Perhaps numbers never do reveal the full story, but they tell a large part of it

S Rajesh
S Rajesh
20-Aug-2004
Perhaps numbers never do reveal the full story, but they tell a large part of it. Every Friday, The Numbers Game will take a look at statistics from the present and the past, busting myths and revealing hidden truths:
The art of winning without Murali
For long now, Muttiah Muralitharan has been the dominant factor in Sri Lankan cricket. When he's around, and twirling those big-spinning offies, the team is usually doing fine. For long, though, Sri Lanka have struggled in his absence.
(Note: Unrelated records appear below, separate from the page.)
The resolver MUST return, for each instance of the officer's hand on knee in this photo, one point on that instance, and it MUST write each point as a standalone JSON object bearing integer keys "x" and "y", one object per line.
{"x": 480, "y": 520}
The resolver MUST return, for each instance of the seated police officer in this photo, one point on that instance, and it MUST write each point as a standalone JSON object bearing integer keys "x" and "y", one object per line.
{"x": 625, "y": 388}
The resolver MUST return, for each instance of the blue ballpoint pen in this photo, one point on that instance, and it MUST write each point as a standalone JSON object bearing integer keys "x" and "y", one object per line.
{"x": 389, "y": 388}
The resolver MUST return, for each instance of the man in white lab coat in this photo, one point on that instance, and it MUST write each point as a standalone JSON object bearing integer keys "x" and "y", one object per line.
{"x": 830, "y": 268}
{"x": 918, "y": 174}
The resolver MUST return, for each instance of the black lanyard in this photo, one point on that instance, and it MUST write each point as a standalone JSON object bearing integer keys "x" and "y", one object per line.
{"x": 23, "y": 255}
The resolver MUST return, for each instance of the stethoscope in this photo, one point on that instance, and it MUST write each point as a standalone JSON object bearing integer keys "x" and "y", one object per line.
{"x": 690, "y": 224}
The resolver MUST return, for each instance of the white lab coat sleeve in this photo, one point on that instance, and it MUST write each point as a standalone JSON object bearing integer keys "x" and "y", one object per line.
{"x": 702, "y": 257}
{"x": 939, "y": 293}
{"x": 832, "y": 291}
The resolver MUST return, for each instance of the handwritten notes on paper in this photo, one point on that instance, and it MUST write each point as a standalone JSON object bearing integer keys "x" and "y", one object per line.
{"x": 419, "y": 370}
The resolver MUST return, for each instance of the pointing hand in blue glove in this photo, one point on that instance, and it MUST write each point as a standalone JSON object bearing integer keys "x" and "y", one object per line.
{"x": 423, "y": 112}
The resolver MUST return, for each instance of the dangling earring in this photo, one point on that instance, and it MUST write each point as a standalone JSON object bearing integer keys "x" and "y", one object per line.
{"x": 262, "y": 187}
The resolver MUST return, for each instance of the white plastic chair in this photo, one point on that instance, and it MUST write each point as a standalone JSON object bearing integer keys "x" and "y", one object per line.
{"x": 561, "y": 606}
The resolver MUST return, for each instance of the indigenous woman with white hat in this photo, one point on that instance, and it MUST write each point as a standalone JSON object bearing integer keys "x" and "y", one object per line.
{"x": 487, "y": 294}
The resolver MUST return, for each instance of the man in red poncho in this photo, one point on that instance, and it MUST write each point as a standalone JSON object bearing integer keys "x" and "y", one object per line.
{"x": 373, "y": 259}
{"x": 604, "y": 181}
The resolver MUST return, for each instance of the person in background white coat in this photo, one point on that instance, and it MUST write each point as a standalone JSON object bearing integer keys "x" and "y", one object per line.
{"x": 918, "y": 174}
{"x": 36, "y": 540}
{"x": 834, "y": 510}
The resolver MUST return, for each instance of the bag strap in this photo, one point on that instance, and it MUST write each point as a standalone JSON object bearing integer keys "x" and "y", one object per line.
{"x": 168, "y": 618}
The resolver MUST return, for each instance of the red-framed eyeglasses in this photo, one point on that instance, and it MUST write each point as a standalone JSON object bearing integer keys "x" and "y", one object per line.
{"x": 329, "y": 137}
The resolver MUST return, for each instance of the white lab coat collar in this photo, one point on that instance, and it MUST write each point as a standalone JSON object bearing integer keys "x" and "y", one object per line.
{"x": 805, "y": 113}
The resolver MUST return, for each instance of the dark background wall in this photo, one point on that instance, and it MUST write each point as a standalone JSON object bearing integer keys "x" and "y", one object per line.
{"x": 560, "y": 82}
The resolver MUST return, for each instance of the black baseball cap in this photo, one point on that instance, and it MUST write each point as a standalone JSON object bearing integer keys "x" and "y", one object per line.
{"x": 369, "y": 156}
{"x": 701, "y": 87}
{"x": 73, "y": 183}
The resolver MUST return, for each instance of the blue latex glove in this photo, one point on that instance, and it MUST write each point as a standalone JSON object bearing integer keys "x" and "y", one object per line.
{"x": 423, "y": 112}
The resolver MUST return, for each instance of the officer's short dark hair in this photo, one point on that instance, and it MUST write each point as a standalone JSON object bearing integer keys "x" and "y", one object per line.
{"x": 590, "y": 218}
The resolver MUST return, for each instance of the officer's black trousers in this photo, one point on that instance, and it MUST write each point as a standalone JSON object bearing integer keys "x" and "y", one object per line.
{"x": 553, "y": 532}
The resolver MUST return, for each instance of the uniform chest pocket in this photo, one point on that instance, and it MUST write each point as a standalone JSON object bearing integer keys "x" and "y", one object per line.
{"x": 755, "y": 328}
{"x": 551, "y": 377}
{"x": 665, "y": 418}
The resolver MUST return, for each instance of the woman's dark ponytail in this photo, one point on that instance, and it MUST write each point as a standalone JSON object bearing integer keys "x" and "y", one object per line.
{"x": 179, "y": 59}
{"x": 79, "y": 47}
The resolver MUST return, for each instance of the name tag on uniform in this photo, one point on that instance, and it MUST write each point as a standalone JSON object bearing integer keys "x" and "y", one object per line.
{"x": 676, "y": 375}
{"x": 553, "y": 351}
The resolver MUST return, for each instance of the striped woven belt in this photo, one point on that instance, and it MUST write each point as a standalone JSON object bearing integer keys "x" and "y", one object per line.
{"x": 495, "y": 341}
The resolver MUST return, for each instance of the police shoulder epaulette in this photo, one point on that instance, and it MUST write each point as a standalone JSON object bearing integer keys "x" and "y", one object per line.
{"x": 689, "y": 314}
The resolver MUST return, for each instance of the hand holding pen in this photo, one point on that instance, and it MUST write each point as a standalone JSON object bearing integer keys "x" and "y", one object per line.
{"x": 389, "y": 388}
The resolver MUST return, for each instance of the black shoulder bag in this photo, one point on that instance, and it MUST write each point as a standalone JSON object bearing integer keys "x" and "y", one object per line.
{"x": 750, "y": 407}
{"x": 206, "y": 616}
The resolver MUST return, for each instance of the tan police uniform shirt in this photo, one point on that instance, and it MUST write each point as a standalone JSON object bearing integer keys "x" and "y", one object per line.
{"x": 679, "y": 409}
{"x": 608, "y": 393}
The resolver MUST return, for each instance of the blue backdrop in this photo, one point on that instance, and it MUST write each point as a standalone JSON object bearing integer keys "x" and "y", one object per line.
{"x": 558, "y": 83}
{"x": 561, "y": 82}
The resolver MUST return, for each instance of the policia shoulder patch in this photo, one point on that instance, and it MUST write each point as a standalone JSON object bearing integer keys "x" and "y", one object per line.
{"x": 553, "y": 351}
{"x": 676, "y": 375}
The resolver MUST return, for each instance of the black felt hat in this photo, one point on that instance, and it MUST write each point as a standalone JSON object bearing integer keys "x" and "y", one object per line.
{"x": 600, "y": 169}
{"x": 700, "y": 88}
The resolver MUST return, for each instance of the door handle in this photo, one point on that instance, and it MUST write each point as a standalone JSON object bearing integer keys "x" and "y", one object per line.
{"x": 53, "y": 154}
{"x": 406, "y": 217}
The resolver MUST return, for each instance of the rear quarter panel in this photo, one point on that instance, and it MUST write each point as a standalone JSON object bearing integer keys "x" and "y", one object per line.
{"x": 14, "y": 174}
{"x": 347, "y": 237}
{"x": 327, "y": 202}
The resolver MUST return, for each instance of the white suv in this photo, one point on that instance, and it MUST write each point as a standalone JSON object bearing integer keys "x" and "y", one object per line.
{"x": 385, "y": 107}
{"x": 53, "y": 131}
Are they finally learning to cope with life without Murali?
It would seem so. In their last three Tests - all without Murali in the line-up - they have lost just once, against Australia, drawn once, and, incredibly, even achieved a victory. Their emphatic 313-run defeat of South Africa in Colombo was only the second time - since Murali made his debut on August 28, 1992 - that Sri Lanka won a Test without him. Their only other win in 16 such Tests was against much lesser opponents, when they thrashed Bangladesh by 288 runs at the SSC Stadium in Colombo.
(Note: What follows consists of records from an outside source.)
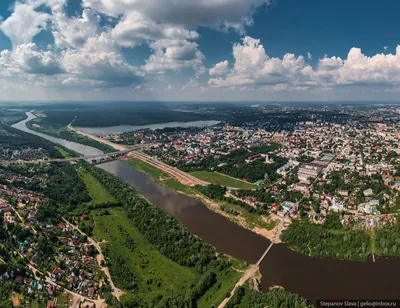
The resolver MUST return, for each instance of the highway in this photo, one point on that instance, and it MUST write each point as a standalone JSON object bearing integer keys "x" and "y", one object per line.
{"x": 181, "y": 176}
{"x": 62, "y": 160}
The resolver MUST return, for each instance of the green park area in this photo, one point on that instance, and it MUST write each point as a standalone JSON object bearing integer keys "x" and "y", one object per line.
{"x": 134, "y": 263}
{"x": 95, "y": 189}
{"x": 220, "y": 179}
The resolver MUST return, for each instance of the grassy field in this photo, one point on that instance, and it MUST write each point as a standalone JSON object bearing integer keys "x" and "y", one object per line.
{"x": 220, "y": 179}
{"x": 226, "y": 280}
{"x": 252, "y": 220}
{"x": 155, "y": 274}
{"x": 96, "y": 190}
{"x": 160, "y": 176}
{"x": 63, "y": 152}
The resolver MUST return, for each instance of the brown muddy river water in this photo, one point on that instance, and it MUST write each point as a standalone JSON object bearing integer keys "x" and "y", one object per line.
{"x": 312, "y": 278}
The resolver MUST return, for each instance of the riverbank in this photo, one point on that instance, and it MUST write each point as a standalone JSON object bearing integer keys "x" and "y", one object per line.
{"x": 249, "y": 221}
{"x": 325, "y": 278}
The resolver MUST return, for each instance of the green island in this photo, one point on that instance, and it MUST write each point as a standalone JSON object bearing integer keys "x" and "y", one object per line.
{"x": 61, "y": 131}
{"x": 231, "y": 208}
{"x": 221, "y": 179}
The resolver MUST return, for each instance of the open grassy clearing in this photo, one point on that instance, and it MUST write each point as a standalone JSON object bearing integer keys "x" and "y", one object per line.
{"x": 154, "y": 273}
{"x": 96, "y": 190}
{"x": 63, "y": 152}
{"x": 217, "y": 293}
{"x": 160, "y": 176}
{"x": 220, "y": 179}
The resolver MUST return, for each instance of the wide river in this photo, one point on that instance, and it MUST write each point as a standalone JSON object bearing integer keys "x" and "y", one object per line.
{"x": 312, "y": 278}
{"x": 131, "y": 128}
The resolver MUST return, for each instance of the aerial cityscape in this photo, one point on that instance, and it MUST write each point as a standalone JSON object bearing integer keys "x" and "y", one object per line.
{"x": 199, "y": 154}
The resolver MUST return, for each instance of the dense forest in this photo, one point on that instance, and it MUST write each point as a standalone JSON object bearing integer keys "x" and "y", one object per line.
{"x": 317, "y": 241}
{"x": 172, "y": 239}
{"x": 275, "y": 297}
{"x": 60, "y": 131}
{"x": 387, "y": 241}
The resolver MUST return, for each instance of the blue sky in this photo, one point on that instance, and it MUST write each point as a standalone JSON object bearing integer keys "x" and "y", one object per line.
{"x": 207, "y": 50}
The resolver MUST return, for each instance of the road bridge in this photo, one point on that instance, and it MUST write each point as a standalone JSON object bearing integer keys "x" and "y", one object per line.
{"x": 63, "y": 160}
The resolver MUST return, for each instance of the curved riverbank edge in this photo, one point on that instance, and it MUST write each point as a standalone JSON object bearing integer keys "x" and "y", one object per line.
{"x": 311, "y": 278}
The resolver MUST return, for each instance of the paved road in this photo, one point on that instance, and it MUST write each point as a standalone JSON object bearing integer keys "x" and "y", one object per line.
{"x": 115, "y": 291}
{"x": 181, "y": 176}
{"x": 251, "y": 272}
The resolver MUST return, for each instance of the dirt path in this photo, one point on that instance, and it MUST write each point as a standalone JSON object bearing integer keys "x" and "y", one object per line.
{"x": 77, "y": 298}
{"x": 116, "y": 146}
{"x": 250, "y": 273}
{"x": 100, "y": 258}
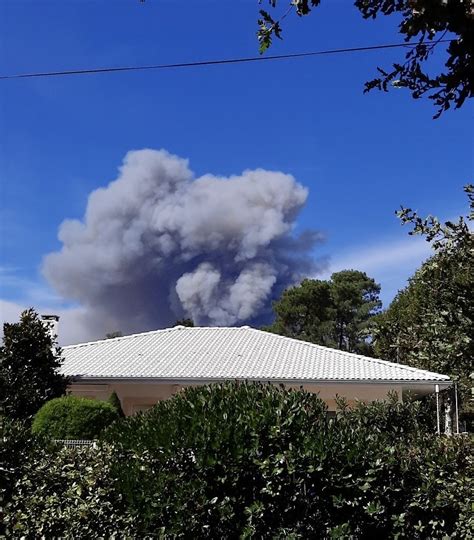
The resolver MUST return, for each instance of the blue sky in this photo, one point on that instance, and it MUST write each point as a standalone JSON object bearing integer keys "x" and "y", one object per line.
{"x": 361, "y": 156}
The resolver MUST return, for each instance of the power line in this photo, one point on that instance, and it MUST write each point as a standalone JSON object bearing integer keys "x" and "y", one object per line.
{"x": 213, "y": 62}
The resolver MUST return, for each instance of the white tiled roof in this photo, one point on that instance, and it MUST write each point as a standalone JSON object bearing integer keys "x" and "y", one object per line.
{"x": 207, "y": 354}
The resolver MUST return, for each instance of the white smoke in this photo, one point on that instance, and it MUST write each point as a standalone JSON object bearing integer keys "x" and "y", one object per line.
{"x": 158, "y": 244}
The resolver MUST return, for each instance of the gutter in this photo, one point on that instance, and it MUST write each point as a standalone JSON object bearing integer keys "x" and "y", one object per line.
{"x": 445, "y": 383}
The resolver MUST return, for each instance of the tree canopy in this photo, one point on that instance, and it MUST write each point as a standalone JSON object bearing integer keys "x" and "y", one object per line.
{"x": 430, "y": 323}
{"x": 29, "y": 367}
{"x": 430, "y": 23}
{"x": 333, "y": 313}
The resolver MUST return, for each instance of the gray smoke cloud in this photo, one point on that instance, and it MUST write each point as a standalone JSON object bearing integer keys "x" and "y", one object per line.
{"x": 158, "y": 244}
The table below shows just how much of a difference Murali has made to Sri Lanka's fortunes in Tests. With him, they win 35% of matches; without him, it slips to 12.5%. With him in the side, opposition batsmen score less than 31 runs per wicket, with only 72 hundreds in 91 games. In Murali's absence, the runs-per-wicket figure goes up to more than 38, with 24 centuries in 16 matches - that's 1.5 per Test.
Won Lost Drawn win %
SL with Murali 32 30 29 35.16
SL without Murali 2 6 8 12.50
Tests Runs per wicket 100s per Test
Opp. when Murali is playing 91 30.91 0.79
Opp. when Murali isn't playing 16 38.06 1.50
Partners on a roll
The latest Ask Steven had a query about instances in Tests where one partnership had scored the bulk of the runs in an innings. The winners there were Kumar Sangakkara and Mahela Jayawardene, but in Thursday's one-day match between India A and Pakistan A at Nairobi, Misbah-ul-Haq and Bazid Khan put together 190 for the third wicket - only to watch the rest of the batsmen throw it away with utter abandon. Pakistan A were ultimately bowled out for 234, which meant that Misbah and Bazid had scored 81.2% of the team's runs.
The stats for List A games (one-dayers which are not internationals) aren't available, but a look at ODI figures reveals just how high that figure is. In all one-dayers where teams have been all out, the highest contribution by a single pair has been Marcus Trescothick and Owais Shah's 170-run stand for the fourth wicket against Pakistan at Lord's in 2001. England, chasing 243, reached 196 for 3, before being bundled out for 240.
Close behind that effort was the one by Gary Kirsten and Andrew Hall, who put together 150 for the first wicket against Sri Lanka in Colombo before the team crumbled to 212. Sri Lanka themselves were at the receiving end in 1989-90, when Hashan Tillakaratne and Aravinda de Silva added 150 out of 213, as Pakistan sneaked through by six runs. The table below lists the six such most skewed instances.
Pair Against Partnership/ Total % contribution
Trescothick & Shah Pakistan 170/ 240 70.83
G Kirsten & Hall Sri Lanka 150/ 212 70.75
Tillakaratne & Aravinda Pakistan 150/ 213 70.42
Prabhakar & Azharuddin Sri Lanka 136/ 196 69.39
Jadeja & Robin Australia 141/ 205 68.78
Mahanama & Aravinda India 137/ 201 68.16
England on a roll
Rating the current England team against those of the past has become a favourite past-time with British scribes. And they have good reason too: after all, when was the last time, before Michael Vaughan and his merry men went along on their winning ways, that England won six Tests in a row?
To find the previous instance, you'd have to go back 46 years, when, as on this occasion, New Zealand and West Indies were at the receiving end of England's domination. Then, Peter May's England side won the last two matches of the six-Test home series against West Indies, and then went on to win the first four Tests at home against New Zealand the following year, before New Zealand managed to draw the final match.
If Vaughan's team pull off their seventh win in a row, at The Oval, they will achieve a feat which England haven't managed since 1928-29, when they beat West Indies 3-0 at home, and then beat Australia in the first four Tests overseas. Percy Chapman was the captain through all those wins. Interestingly, he didn't play the last Test, and Australia immediately pulled one back, winning at Melbourne by five wickets.
S Rajesh is assistant editor of Wisden Cricinfo.